Les deux salopes se nettoient. Les voici complices averties. Séverine vient s’allonger à côté de Marie. De là où elles sont, elles voient bien que leurs maris, leurs amants, ont déjà retrouvé de la vigueur.
C’est Séverine qui chuchote à l’oreille de son amie.
C’est elle qui guide sa complice pour venir se posséder sur la queue de son mari.
C’est elle qui guide Pascal entre la forêt de jambes afin qu’il se place pour enculer Marie.
La sidération se lit sur le visage de la belle possédée. Sa copine lui fait réaliser un des fantasmes que son imagination, aiguisée par une soirée en trio, avait construits. Elle se sent belle, femelle guidée par son plaisir, et les deux mandrins qui la possèdent sont si durs qu’elle se sent bien prise. Et si elle bouge, une bite pousse l’autre, et c’est si bon !
« Et moi ? » pense l’organisatrice de ce tableau qui concrétise les vœux de ce trio alors que Marie ondule pour mieux sentir les deux mandrins en elle, alors que Pascal pousse pour que sa queue gagne un peu plus de place et avance dans ce cul si désiré, alors que Jean parle à l’oreille de sa femme en lui disant combien il l’aime et qu’il lui susurre des mots que la situation inspire : « Je t’aime, ma pute, ma salope.

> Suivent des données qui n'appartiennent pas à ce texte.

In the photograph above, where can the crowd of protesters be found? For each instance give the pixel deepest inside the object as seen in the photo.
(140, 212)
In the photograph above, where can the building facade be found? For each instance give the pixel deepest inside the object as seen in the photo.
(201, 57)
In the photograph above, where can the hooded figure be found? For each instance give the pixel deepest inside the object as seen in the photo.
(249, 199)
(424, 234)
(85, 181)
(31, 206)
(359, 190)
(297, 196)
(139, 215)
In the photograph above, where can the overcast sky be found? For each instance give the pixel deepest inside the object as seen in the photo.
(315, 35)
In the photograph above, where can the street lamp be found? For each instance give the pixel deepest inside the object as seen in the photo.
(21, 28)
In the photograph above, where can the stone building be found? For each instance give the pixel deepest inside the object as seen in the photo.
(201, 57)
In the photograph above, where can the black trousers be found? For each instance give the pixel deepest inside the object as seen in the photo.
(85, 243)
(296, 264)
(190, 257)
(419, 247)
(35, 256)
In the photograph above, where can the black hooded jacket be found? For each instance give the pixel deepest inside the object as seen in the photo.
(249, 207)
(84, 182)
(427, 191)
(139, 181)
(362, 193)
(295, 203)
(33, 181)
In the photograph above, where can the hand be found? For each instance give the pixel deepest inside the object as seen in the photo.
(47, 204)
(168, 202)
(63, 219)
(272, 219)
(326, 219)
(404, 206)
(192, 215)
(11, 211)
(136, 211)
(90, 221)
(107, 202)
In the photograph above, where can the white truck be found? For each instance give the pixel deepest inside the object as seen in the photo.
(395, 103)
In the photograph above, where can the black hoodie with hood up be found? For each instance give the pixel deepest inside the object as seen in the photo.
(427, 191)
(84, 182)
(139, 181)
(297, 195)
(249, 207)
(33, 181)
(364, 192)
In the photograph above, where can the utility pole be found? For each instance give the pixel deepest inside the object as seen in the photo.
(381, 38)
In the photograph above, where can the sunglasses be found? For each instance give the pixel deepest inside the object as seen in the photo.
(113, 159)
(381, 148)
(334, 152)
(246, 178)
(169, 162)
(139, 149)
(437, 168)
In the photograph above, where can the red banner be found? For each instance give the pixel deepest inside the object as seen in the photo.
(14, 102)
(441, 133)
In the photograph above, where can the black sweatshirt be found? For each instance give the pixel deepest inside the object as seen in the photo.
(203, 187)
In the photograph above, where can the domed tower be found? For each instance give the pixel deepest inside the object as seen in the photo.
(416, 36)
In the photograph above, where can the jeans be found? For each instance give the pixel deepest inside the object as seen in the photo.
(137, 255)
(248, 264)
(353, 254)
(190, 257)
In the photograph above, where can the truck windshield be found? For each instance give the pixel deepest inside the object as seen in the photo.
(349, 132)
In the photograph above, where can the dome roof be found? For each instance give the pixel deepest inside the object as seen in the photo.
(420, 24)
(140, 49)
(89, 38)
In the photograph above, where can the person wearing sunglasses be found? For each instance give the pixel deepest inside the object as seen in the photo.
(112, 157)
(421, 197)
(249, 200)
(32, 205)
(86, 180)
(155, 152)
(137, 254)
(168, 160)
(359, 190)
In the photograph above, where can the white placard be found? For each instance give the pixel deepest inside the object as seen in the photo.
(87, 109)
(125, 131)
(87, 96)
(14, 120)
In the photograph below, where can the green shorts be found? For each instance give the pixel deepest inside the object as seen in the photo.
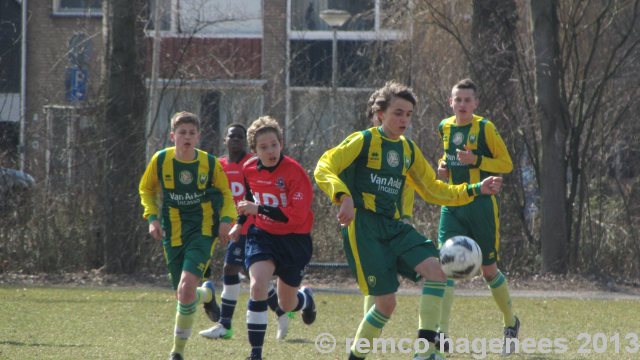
(477, 220)
(378, 249)
(193, 256)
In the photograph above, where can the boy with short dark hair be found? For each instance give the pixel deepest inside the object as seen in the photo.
(191, 185)
(366, 175)
(474, 150)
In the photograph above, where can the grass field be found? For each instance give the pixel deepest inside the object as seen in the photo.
(129, 323)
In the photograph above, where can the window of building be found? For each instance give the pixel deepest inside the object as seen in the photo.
(224, 18)
(362, 42)
(77, 7)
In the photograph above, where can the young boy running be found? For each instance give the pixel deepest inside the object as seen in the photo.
(366, 175)
(279, 196)
(236, 142)
(190, 183)
(473, 150)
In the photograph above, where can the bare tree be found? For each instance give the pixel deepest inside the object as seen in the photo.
(552, 115)
(123, 128)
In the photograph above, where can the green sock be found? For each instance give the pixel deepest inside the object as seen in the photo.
(203, 295)
(370, 328)
(185, 315)
(369, 302)
(430, 308)
(447, 304)
(500, 292)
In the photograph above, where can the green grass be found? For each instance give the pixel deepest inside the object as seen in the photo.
(98, 323)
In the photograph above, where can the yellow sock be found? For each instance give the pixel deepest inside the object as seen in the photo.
(369, 302)
(185, 315)
(447, 304)
(430, 308)
(370, 328)
(500, 292)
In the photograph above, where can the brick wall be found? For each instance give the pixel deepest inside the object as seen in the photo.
(274, 56)
(47, 46)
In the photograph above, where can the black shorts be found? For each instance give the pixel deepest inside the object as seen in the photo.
(235, 252)
(290, 253)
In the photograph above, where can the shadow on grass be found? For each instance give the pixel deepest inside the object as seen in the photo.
(36, 344)
(299, 341)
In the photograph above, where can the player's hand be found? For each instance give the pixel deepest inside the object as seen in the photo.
(443, 170)
(155, 230)
(466, 156)
(234, 234)
(245, 207)
(491, 185)
(346, 212)
(223, 232)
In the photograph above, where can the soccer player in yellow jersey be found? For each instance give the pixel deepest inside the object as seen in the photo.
(192, 186)
(366, 175)
(474, 150)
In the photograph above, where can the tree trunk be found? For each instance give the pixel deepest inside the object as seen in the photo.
(551, 112)
(123, 129)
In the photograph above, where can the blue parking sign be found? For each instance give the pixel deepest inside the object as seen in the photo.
(76, 84)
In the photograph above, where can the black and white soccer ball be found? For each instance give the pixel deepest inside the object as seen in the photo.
(460, 257)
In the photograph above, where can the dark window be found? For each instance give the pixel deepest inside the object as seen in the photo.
(210, 121)
(306, 14)
(80, 5)
(359, 62)
(310, 63)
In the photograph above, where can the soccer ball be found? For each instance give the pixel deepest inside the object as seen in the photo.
(460, 257)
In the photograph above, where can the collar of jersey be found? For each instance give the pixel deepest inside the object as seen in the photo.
(269, 168)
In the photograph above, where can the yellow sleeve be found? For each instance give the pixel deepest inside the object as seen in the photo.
(149, 188)
(408, 198)
(333, 162)
(228, 212)
(500, 162)
(422, 178)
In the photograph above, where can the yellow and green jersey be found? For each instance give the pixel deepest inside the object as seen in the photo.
(374, 170)
(194, 195)
(480, 136)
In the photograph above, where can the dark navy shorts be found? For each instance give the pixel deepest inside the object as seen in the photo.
(235, 252)
(290, 253)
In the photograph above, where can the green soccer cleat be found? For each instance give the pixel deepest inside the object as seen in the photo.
(218, 331)
(510, 333)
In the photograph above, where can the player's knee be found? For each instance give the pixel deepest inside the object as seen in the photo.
(430, 270)
(386, 304)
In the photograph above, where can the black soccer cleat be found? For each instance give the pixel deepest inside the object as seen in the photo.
(211, 308)
(309, 312)
(510, 333)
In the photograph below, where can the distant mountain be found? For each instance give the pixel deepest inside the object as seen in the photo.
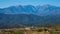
(29, 9)
(29, 15)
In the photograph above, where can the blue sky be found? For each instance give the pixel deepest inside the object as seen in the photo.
(7, 3)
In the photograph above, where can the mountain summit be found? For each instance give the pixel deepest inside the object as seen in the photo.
(29, 9)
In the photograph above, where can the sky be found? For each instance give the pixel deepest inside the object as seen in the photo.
(8, 3)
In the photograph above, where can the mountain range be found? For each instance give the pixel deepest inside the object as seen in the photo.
(29, 15)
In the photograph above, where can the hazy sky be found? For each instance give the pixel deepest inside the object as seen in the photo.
(7, 3)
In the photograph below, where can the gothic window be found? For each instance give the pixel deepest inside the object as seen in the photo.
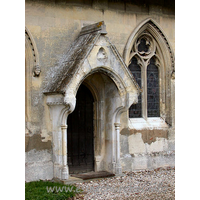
(153, 99)
(145, 66)
(136, 109)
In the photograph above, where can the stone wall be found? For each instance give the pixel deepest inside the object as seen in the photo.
(54, 25)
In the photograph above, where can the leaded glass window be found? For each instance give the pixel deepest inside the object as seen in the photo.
(153, 100)
(145, 64)
(136, 109)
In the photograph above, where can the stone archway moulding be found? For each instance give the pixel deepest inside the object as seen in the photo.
(36, 67)
(94, 54)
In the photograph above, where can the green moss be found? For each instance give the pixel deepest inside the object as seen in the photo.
(49, 191)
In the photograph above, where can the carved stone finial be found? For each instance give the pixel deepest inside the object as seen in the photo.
(102, 55)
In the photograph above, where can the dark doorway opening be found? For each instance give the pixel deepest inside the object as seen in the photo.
(80, 138)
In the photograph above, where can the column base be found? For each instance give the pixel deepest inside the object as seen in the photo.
(65, 173)
(118, 169)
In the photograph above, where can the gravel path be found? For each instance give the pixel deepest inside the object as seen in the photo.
(145, 184)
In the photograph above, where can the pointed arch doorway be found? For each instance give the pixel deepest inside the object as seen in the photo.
(80, 138)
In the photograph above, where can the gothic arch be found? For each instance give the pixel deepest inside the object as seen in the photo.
(164, 54)
(155, 30)
(32, 70)
(31, 53)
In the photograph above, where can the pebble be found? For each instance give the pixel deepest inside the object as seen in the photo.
(144, 184)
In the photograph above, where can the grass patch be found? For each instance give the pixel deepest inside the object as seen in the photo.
(45, 190)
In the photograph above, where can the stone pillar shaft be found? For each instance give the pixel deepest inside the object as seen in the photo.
(118, 164)
(65, 170)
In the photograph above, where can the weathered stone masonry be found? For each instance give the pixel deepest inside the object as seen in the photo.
(70, 43)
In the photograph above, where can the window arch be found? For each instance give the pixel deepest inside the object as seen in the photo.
(149, 46)
(136, 109)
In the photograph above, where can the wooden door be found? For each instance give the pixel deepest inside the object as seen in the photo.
(80, 139)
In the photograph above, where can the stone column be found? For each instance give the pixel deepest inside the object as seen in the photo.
(118, 164)
(65, 170)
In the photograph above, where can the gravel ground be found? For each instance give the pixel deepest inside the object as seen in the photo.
(144, 184)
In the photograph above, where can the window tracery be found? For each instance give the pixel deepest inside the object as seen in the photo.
(145, 66)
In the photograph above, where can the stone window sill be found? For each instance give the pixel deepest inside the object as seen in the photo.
(151, 123)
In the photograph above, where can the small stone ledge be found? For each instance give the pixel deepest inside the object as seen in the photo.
(151, 123)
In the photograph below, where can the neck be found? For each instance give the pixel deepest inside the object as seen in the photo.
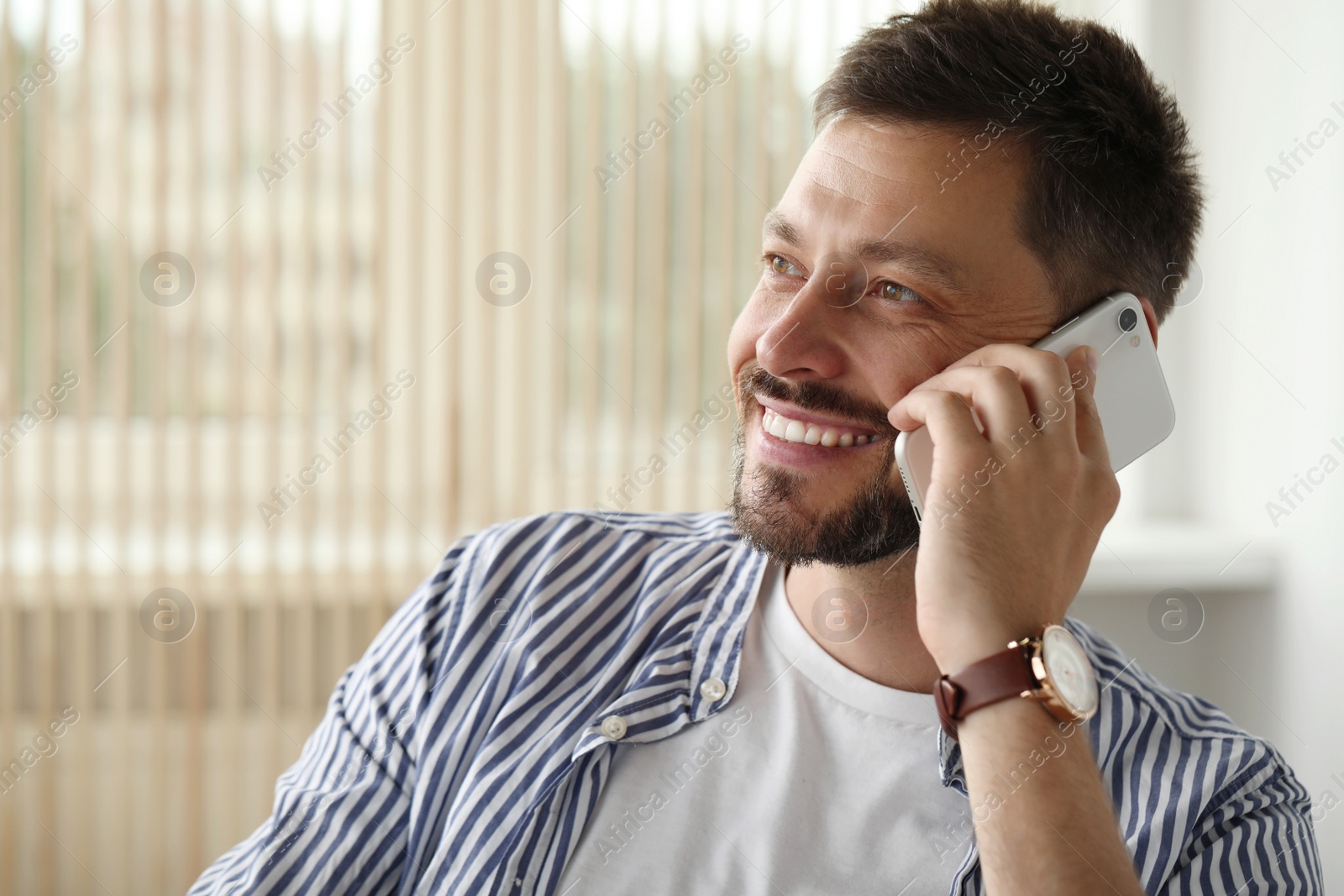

Nous allons te labourer et tu vas oublier ton Nils et son ami. »
Alors le trio voit Séverine se diriger vers la porte. La porte qu’elle ouvre. Elle revient vers eux, mais déjà un homme entre. Puis un autre. Elle sourit à son mari. Elle tend la main vers le premier. Le second arrive. Elle est entourée. Son tour va venir. Elle aussi veut goûter à deux hommes, et comme son mari et son amant sont déjà en mains, toutes les bonnes volontés sont appréciées.